F1分析|現代F1マシンはモナコにとってデカすぎる? マシンの大きさがオーバーテイク回数に与える影響とは

 

 70年以上に渡り、基本レイアウトを変えずにF1カレンダーに残るモナコGP。歴史や豪華絢爛さが注目を集める一方で、レースそのものやオーバーテイクに関して、現代のF1マシンには不向きだと批判されるようになっている。
 確かに、狭く曲がりくねったモンテカルロ市街地サーキットでオーバーテイクを成功させるのはリスクは高く、ドライバーの小さな判断ミスが激しいクラッシュに繋がる可能性が大きい。
 F1マシンがそれほど大きくなかった時代からモナコは”抜きにくいサーキット”と評価されてきたが、近年のマシンの大型化に伴って状況はさらに悪化している。
 20年前のF1マシンは全長約4.5m、全幅約1.8mで、当時としてもモナコで2台のマシンが並走するのは難しかった。その後、様々なレギュレーション変更により、マシンの全長は5.5m、全幅は2mを超えるようになった。
 3度のF1チャンピオンであるネルソン・ピケは、モナコGPを「リビングルームで自転車に乗るようなモノ」と評したが、今では「バスルームで戦車を操るようなモノ」と言えるのかもしれない。

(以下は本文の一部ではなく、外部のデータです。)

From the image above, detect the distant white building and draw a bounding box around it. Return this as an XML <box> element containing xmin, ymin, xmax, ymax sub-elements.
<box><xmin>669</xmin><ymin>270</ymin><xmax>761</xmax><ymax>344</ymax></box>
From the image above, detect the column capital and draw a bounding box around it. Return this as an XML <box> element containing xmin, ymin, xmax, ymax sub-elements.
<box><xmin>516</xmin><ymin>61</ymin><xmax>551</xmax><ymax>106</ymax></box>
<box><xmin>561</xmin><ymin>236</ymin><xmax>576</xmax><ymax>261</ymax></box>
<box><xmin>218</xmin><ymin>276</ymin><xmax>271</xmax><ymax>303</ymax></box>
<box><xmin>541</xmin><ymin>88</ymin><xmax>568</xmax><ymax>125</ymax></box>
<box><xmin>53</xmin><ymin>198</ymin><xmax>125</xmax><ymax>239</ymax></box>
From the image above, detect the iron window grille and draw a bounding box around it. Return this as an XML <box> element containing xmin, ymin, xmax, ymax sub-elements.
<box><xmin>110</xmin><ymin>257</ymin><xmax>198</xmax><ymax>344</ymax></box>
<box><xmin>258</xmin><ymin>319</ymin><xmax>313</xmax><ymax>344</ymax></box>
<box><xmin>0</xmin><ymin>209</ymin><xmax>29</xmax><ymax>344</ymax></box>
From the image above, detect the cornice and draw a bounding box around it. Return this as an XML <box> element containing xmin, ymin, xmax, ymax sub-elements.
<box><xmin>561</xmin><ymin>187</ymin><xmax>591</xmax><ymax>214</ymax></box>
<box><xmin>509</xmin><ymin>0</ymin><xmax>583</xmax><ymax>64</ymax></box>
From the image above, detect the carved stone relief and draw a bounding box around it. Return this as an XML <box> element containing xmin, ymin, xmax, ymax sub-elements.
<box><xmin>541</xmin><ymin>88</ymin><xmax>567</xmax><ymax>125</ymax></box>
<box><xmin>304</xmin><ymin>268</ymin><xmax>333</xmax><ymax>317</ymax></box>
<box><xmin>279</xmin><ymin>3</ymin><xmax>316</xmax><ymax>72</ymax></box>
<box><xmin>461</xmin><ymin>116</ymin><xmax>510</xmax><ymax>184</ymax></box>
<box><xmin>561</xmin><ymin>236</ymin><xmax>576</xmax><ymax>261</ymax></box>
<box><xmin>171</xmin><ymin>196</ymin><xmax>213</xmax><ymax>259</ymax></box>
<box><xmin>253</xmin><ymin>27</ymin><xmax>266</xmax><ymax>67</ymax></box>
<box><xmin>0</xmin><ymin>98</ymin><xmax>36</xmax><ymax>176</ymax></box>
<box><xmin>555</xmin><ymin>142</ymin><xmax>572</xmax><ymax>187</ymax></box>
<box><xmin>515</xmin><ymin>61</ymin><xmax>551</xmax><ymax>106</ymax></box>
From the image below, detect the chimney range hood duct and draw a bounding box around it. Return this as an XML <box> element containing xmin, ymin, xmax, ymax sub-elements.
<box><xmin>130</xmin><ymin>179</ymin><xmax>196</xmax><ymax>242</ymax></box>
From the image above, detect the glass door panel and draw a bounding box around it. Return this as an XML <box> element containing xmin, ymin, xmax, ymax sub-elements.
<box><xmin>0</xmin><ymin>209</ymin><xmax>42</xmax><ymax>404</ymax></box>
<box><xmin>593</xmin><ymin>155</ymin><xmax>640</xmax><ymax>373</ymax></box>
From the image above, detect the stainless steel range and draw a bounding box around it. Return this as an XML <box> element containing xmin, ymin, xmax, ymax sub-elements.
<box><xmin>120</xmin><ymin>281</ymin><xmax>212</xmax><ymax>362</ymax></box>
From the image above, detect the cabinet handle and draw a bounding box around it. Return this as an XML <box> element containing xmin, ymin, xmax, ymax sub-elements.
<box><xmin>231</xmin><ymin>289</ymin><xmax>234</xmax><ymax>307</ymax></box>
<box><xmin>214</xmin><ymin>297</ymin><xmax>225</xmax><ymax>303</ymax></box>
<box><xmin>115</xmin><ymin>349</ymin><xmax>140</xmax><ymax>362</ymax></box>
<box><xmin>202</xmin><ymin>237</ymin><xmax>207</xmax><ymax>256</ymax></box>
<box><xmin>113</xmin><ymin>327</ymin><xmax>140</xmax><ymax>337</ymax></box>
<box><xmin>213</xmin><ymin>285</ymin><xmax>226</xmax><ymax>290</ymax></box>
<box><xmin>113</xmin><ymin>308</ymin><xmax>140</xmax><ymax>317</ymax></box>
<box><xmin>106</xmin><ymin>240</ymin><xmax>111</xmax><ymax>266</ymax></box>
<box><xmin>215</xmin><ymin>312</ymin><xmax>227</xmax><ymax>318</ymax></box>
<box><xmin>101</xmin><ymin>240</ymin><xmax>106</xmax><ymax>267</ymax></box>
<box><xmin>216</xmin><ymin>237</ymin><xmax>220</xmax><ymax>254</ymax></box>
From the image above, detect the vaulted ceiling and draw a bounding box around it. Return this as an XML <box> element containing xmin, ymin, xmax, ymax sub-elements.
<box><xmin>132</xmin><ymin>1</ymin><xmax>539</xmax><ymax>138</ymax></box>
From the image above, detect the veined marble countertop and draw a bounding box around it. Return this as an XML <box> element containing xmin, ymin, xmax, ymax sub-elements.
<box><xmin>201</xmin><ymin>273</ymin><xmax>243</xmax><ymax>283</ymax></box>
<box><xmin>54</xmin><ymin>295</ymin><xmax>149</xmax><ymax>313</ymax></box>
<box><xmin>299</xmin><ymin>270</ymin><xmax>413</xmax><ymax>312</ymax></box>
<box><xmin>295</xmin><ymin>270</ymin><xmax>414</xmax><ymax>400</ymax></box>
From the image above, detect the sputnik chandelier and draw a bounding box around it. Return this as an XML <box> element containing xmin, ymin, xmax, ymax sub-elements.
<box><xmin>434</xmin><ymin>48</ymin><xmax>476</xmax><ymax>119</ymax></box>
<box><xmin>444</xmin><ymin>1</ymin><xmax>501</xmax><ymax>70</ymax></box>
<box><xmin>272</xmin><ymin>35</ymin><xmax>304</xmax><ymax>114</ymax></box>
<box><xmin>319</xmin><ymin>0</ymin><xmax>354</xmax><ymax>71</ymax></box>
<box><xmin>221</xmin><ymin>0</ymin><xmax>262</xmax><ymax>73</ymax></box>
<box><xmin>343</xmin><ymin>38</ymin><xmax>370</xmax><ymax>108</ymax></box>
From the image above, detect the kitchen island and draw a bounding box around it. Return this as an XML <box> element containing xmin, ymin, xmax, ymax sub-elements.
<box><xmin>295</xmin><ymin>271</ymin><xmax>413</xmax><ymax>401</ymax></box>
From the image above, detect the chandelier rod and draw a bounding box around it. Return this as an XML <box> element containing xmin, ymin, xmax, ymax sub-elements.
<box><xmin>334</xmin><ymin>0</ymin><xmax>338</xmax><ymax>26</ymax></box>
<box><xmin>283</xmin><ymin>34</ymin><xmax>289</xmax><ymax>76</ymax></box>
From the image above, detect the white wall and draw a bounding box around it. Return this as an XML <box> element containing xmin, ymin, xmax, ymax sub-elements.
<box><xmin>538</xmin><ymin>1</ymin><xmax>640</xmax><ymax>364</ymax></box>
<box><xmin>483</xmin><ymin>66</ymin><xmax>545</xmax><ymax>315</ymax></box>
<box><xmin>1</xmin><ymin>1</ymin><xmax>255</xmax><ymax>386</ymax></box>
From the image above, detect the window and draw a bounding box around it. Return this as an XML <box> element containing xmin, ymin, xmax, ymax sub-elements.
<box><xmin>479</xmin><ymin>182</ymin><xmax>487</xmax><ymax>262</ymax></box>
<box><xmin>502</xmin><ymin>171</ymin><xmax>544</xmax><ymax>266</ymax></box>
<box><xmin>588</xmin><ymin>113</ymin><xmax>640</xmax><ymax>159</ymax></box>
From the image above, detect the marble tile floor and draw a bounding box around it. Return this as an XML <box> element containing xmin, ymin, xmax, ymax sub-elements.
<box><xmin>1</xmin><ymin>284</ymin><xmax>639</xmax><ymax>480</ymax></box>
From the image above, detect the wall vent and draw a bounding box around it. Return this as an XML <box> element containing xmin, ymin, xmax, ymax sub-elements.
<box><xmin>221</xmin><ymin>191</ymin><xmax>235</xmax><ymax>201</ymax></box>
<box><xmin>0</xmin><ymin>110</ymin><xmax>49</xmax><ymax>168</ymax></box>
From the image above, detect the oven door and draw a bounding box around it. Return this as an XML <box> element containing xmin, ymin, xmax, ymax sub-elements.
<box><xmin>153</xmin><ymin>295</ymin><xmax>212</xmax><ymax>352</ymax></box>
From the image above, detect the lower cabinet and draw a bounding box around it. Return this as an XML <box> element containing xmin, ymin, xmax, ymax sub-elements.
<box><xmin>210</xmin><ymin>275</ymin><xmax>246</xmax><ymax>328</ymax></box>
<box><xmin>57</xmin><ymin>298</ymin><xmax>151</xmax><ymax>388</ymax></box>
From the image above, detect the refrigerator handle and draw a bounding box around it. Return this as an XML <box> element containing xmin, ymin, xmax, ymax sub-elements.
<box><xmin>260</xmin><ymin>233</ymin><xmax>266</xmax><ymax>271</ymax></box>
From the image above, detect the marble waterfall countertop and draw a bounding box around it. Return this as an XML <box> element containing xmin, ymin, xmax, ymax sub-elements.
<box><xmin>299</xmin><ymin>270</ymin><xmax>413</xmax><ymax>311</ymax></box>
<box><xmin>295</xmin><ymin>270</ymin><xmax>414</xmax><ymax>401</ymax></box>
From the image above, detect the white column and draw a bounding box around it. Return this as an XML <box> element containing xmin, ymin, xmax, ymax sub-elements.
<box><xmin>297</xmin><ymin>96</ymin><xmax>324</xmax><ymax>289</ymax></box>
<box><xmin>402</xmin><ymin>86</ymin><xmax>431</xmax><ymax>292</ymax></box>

 F1マシンがこれほどまでに大型化したのは、パッケージングと空力が主な原因である。空力の専門家たちが、マシンのフロアを長くした方がダウンフォースの発生量が大きくなることを発見し、ホイールベースは年々長くなっていった。そして車体が大きくなるにつれて、ボディワークを細くしようと内部の配置が変更され、マシン後方には”コークボトル”のように絞られたセクションが作られた。
 そして2017年のテクニカルレギュレーションの変更が、マシン大型化に拍車をかけ、20年近く約1.8mだった全幅が約2mへと拡大された。レギュレーション変更の意図は車速向上にあったが、その代償としてコース上での接近戦を行なうことが難しくなった。
 2022年のレギュレーション刷新は、2017年の変更で難しくなった接近戦を改善すべく施行されたが、ワイドなマシンであることに変わりはない。そして1シーズンに渡って行なわれたマシン開発によって、接近戦の改善という当初の目的は薄れてしまった。
 F1がモナコの限界を超えてしまったと考えることもできるが、それは単に認識の違いかもしれない。結局、マシンがかなり小さくなっても、モナコがカレンダーに載ることを疑問視する人は少なくないだろう。